Not sure, should be Fat Fives as much as I can tell. But as Max said weight savings from wheels is a good start, with exhaust being a close second then finally the counter weight. From there it becomes more difficult to remove weight without losing features.


----------



## Doooglasss (Aug 28, 2009)

join a gym

(my extremely insightful post of the month)


----------



## TheDeckMan (Sep 26, 2004)

Doooglasss said:


> join a gym


:wave:

Hi Doug! 

Dont think a gym will help me lose any more weight 

Damn and fast with the Ninja edit :laugh:


----------



## 20v master (May 7, 2009)

Doooglasss said:


> join a gym
> 
> (my extremely insightful post of the month)


Yes, :wave: Doug!  We'll see you next month. :laugh:


----------



## Teeguzi (Jul 22, 2011)

I'm down to 2960 on empty car w/half tank of gas.

OMP front seats, no stereo (stereo, disc changer, amp and speakers gone), basically everything gone from front seats back.

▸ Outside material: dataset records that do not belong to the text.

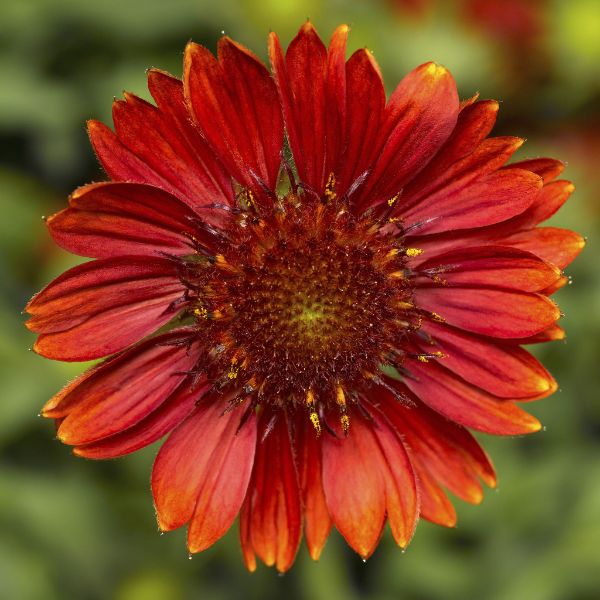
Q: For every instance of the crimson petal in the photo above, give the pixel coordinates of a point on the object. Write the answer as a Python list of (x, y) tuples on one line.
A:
[(496, 313), (202, 472), (102, 306)]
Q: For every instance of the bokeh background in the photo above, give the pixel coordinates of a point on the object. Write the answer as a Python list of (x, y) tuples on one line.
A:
[(76, 529)]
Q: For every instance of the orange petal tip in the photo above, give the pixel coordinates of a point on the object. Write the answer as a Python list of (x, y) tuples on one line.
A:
[(435, 70)]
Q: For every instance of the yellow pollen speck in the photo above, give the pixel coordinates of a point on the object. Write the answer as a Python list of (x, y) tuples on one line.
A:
[(247, 197), (314, 419), (329, 193), (340, 396), (435, 70), (201, 312), (345, 422)]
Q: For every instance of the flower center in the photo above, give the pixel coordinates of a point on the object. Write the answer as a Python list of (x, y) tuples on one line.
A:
[(310, 303)]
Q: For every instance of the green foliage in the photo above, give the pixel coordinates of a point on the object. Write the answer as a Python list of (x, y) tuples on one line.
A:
[(71, 528)]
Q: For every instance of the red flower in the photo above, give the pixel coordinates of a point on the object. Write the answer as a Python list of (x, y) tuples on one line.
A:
[(337, 319)]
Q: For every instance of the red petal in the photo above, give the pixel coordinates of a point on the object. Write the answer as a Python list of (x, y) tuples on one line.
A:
[(547, 168), (274, 510), (439, 182), (557, 246), (202, 471), (167, 92), (192, 171), (435, 504), (549, 200), (116, 219), (401, 494), (551, 334), (496, 266), (124, 390), (497, 313), (419, 117), (316, 516), (446, 450), (488, 200), (504, 370), (234, 102), (466, 404), (158, 423), (355, 487), (335, 121), (118, 161), (365, 104), (103, 306), (302, 86), (475, 121)]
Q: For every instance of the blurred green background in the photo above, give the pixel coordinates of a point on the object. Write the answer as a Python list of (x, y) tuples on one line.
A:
[(71, 528)]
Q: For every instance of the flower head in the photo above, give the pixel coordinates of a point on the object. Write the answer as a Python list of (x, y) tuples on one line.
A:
[(318, 325)]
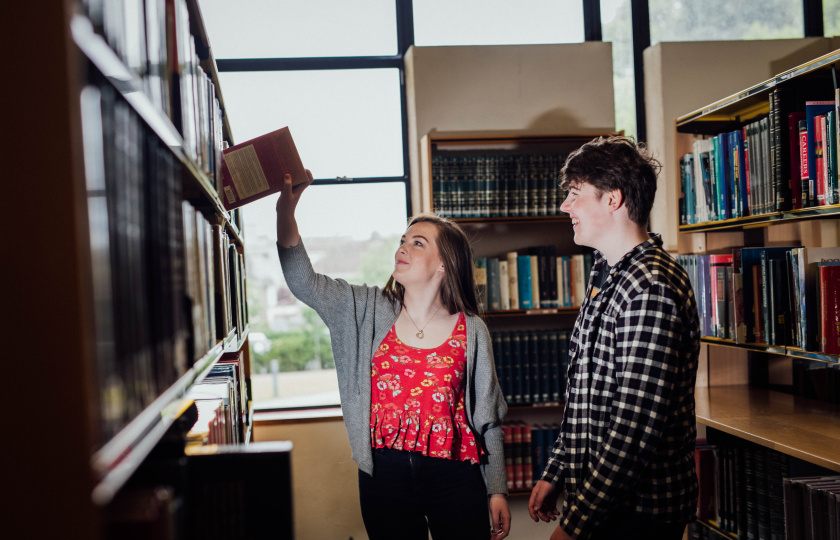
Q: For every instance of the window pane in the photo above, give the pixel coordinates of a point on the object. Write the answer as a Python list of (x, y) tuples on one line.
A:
[(710, 20), (831, 17), (274, 29), (344, 122), (497, 22), (616, 26), (291, 359)]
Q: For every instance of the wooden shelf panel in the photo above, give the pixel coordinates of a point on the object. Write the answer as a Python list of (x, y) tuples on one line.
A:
[(764, 220), (530, 312), (747, 103), (792, 352), (97, 50), (117, 460), (799, 427)]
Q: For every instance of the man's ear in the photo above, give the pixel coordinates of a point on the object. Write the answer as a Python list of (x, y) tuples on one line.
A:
[(615, 199)]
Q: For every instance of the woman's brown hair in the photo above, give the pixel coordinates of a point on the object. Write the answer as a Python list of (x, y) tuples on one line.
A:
[(458, 289)]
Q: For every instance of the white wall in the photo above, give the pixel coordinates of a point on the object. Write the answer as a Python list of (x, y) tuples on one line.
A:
[(682, 77), (554, 89)]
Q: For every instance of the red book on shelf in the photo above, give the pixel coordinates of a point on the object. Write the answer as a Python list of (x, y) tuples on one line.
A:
[(255, 169), (518, 478), (507, 430), (795, 166), (527, 457), (829, 276)]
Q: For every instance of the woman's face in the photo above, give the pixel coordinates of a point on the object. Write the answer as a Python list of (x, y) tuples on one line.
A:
[(417, 260)]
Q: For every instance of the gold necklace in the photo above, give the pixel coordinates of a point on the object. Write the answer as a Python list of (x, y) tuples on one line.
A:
[(420, 333)]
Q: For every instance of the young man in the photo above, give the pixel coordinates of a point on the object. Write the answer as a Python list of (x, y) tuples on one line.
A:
[(625, 454)]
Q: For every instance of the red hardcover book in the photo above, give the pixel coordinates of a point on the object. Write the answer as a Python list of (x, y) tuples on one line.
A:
[(829, 277), (255, 169), (527, 457), (507, 439), (819, 155), (518, 478), (795, 166), (805, 183)]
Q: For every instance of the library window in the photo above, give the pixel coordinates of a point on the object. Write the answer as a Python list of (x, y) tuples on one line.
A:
[(300, 29), (347, 125), (725, 20), (497, 22)]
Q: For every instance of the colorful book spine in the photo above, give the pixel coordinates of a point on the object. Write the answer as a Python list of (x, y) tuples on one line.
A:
[(523, 264)]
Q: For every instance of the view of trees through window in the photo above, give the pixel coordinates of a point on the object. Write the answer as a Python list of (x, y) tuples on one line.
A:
[(347, 122)]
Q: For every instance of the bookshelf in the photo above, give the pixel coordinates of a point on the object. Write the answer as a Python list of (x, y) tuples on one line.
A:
[(120, 316), (477, 167), (755, 387)]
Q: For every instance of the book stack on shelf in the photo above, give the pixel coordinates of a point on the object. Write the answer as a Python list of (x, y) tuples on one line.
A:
[(531, 365), (781, 160), (156, 294), (759, 233), (481, 185), (777, 296), (532, 278), (751, 491)]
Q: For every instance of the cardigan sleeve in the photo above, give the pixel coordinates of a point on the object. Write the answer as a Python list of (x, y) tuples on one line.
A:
[(490, 410)]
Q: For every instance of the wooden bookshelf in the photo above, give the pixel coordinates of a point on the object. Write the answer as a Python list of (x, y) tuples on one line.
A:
[(799, 427), (748, 390), (65, 459)]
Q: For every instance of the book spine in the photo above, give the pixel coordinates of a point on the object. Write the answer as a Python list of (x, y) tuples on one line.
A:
[(513, 279), (504, 285), (523, 263), (829, 283), (804, 168), (494, 289)]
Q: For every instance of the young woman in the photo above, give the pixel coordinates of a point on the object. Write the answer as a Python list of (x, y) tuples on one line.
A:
[(418, 387)]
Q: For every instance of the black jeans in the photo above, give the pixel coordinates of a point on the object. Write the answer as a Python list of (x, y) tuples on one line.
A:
[(410, 495), (624, 524)]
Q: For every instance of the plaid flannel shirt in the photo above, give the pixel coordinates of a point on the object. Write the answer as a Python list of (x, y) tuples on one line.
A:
[(628, 431)]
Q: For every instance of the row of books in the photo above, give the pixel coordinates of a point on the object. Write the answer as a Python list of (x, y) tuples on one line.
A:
[(531, 278), (220, 493), (496, 185), (222, 402), (755, 492), (780, 296), (781, 161), (532, 365), (153, 261), (527, 449), (154, 40), (741, 488)]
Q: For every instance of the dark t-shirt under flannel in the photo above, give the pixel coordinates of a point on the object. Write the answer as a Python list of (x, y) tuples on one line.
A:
[(628, 432)]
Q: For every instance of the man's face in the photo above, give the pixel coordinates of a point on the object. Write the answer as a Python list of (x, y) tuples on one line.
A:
[(589, 210)]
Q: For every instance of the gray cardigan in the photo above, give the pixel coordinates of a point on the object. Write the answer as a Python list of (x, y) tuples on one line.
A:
[(359, 317)]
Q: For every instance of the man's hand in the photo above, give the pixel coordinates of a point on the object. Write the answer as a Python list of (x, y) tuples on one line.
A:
[(500, 516), (543, 502), (560, 534)]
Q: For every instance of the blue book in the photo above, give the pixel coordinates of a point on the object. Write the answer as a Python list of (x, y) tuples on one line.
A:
[(555, 360), (507, 366), (516, 366), (523, 268), (704, 295), (538, 458), (721, 177), (527, 365), (545, 363), (494, 285)]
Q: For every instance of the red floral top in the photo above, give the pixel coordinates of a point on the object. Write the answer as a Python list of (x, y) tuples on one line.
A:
[(417, 398)]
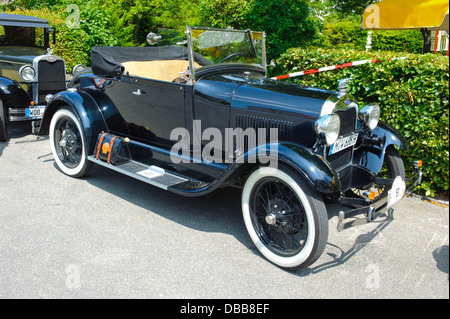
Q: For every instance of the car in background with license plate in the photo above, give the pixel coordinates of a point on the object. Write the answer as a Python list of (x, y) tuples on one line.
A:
[(28, 70), (201, 114)]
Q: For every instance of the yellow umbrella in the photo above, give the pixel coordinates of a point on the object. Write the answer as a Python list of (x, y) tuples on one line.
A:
[(410, 14)]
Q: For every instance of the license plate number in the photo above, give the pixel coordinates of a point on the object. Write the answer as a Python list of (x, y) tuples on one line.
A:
[(397, 191), (34, 112), (343, 142)]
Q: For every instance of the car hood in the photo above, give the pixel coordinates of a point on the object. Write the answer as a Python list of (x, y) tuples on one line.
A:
[(275, 97)]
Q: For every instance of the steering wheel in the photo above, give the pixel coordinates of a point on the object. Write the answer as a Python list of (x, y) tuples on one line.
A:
[(232, 56)]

Rest of car info in sig.

Cheers!


----------



## giacTT (May 16, 2007)

Anyone ever try lexan rear hatch window? I'm going to assume that's a +25+ pound window.


----------



## hunTTsvegas (Aug 27, 2012)

What was the purpose of the rear bumper ballast again? I'm not trying to make a track monster so don't mind it staying if it'll keep the car from doing something like vibrating.


----------



## Gonzalo1495 (Feb 2, 2015)

hunTTsvegas said:


> What was the purpose of the rear bumper ballast again? I'm not trying to make a track monster so don't mind it staying if it'll keep the car from doing something like vibrating.

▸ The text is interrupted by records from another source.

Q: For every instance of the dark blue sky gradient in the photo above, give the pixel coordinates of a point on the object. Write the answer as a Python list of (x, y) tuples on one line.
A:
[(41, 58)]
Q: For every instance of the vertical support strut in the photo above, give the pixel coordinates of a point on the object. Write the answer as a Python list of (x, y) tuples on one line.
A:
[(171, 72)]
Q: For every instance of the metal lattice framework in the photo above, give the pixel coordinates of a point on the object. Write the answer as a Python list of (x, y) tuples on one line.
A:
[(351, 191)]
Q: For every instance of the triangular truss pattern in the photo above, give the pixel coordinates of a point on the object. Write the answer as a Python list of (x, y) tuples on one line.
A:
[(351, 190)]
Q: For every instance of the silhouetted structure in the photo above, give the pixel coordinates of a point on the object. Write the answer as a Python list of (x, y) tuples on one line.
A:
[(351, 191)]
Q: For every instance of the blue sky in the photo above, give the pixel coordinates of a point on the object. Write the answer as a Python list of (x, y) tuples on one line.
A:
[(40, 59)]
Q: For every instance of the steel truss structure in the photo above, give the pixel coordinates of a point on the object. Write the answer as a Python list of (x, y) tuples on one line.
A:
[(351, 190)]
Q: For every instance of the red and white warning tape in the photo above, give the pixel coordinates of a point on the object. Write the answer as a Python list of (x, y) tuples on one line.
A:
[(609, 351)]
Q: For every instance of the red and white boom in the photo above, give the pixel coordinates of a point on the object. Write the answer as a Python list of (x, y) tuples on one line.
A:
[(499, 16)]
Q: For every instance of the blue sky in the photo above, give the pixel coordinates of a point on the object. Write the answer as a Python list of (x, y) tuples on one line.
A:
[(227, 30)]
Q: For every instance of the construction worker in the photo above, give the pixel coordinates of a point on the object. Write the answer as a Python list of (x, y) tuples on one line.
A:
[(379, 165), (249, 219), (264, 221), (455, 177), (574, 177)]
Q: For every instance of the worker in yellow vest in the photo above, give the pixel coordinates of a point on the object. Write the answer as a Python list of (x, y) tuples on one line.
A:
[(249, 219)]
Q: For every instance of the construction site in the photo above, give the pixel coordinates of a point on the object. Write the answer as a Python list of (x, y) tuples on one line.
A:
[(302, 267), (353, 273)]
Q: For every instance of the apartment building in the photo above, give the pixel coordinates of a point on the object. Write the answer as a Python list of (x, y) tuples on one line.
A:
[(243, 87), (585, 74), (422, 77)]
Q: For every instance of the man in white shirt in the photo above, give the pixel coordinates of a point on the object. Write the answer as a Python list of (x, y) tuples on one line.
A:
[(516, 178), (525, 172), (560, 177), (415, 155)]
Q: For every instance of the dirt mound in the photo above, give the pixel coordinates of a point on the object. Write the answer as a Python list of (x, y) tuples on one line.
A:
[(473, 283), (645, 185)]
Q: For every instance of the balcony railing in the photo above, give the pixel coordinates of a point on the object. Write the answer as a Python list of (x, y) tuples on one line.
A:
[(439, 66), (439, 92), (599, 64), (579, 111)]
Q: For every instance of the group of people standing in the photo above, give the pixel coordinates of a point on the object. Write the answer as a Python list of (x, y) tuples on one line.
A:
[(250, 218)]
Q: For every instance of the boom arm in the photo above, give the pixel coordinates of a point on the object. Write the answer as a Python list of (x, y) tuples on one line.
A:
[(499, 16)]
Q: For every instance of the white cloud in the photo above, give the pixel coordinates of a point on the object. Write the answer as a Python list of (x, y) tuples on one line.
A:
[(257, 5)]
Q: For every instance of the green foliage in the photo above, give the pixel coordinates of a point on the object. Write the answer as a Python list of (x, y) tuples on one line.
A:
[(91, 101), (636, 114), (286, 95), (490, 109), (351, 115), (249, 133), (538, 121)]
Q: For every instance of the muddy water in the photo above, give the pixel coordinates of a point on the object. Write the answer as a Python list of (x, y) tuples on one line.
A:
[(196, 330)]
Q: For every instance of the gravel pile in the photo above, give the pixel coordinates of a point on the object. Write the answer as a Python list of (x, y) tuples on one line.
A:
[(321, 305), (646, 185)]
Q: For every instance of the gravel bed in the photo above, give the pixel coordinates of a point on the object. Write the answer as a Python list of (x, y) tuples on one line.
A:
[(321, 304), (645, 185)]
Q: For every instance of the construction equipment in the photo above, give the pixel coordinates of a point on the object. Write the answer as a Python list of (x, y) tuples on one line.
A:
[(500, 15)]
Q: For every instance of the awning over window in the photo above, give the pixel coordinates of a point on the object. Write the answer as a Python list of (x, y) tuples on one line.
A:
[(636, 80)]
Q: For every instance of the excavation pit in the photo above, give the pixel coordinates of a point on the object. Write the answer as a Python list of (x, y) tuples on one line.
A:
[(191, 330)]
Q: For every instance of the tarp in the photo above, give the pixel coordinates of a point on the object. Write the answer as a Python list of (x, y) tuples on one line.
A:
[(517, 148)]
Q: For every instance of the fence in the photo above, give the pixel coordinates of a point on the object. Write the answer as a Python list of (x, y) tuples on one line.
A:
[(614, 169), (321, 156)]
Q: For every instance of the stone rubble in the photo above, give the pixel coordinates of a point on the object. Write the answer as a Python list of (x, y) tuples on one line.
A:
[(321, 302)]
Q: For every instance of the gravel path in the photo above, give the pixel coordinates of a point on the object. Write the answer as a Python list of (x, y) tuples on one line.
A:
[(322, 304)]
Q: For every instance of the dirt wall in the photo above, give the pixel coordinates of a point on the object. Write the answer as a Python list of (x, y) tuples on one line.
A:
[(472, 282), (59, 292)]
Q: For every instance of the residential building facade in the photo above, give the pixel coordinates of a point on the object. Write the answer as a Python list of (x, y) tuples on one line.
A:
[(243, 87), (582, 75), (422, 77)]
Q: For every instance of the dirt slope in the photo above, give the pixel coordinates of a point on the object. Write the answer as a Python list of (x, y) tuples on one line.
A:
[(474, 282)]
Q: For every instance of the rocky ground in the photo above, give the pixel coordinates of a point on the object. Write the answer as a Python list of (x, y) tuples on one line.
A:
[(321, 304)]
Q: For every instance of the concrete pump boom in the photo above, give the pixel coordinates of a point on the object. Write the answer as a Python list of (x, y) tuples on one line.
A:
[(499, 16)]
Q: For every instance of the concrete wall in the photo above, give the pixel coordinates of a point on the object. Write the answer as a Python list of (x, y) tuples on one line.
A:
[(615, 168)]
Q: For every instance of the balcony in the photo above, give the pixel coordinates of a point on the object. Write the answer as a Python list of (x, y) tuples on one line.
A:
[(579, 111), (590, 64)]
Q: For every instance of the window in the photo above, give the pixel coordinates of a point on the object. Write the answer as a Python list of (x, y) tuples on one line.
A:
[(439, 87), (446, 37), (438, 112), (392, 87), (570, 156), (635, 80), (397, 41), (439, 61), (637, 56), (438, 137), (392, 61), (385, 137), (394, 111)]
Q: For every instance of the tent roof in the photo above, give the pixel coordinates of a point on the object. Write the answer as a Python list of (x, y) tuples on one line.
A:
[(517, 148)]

To keep it planted down at high speeds. I believe it was also because the Driver's side was not the same weight as the passenger's side stock for stock.

Things like removing the amp (passenger side), aftermarket downpipe (biased towards the passenger side), exhaust as well, will help mitigate the disproportionate weight from removing the ballast. Personally I have done 150mph in the car and it felt planted, no lift, no vibrations caused by anything internally etc. Then again I am also on coilovers so being lowered helps. 

It really should not be a concern unless your car is bone stock honestly. And a lot of the early TT accidents that prompted the addition of ESP, the rear spoiler, counterweight, etc. were caused by novice drivers. I don't think novice drivers tend to jump onto this platform anyways.


----------



## hunTTsvegas (Aug 27, 2012)

Gonzalo1495 said:


> To keep it planted down at high speeds. I believe it was also because the Driver's side was not the same weight as the passenger's side stock for stock.
> 
> Things like removing the amp (passenger side), aftermarket downpipe (biased towards the passenger side), exhaust as well, will help mitigate the disproportionate weight from removing the ballast. Personally I have done 150mph in the car and it felt planted, no lift, no vibrations caused by anything internally etc. Then again I am also on coilovers so being lowered helps.
> 
> It really should not be a concern unless your car is bone stock honestly. And a lot of the early TT accidents that prompted the addition of ESP, the rear spoiler, counterweight, etc. were caused by novice drivers. I don't think novice drivers tend to jump onto this platform anyways.


Got it. Definitely don't need it then. Another part coming off!


----------